Between 1180 and 1918, the Wittelbachs reigned in Bavaria without so much as a hint of opposition.

Their idealistic rulership of a country in peace is evident in the architecture of some of the turreted castles scattered round the countryside. None is more stylised than those designed by Ludwig II, known as the Fairy-tale King, whose 22-year reign in the late 1800s represented the pinnacle of Bavarian progress.

Albrecht had just turned 13 when, in 1918, his grandfather, King Ludwig III, was ousted in what was to be a short-lived communist revolution.

Forced with his family to live in exile in Austria for three years, they returned only to discover that the Weimar Republic was as opposed to a Kingdom of Bavaria as the communists had been.

The Wittelsbach estates were seized, leaving only two castles and a palace in family hands.

Albrecht, a student at Munich University where he studied forestry, was unable to graduate because of his defiance in joining the Nazis.

German troops deported the family to Dachau in 1944, from where they were eventually rescued by American soldiers.

It was in 1946 that they made their final bid to restore the monarchy and, helped by the Roman Catholic Church, monarchists set up the Bavarian Homeland and Royalty Party.

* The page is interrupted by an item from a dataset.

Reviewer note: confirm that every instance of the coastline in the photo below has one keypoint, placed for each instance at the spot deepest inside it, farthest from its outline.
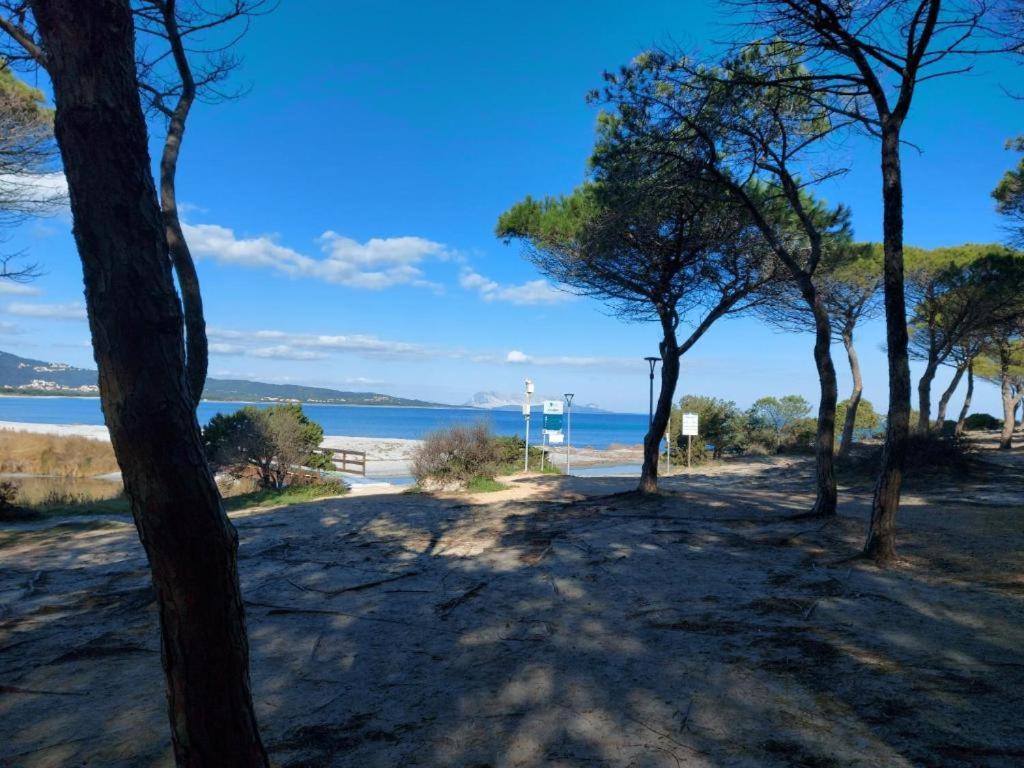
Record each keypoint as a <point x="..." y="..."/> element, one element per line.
<point x="386" y="457"/>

No sooner had it been started than it was outlawed by the occupying US administration but the Wittelbachs never discarded their title.

Crown Prince Rupprecht, Albrecht's father and the son of Ludwig III, was known to have insisted on forcing the family's dubious claims to other royal titles.

Until his death in 1955, Rupprecht, who was a direct descendant of the Stuarts, repeatedly claimed his family were heirs to the titles appropriated by the Windsors as well as the then empty French throne.

A wreath was laid every year by Rupprecht at the foot of the statue of James I in Munich.

Uninterested in his father's foreign rulings, Albrecht, who had inherited the title, became a recluse and spent much of his time fishing and hunting.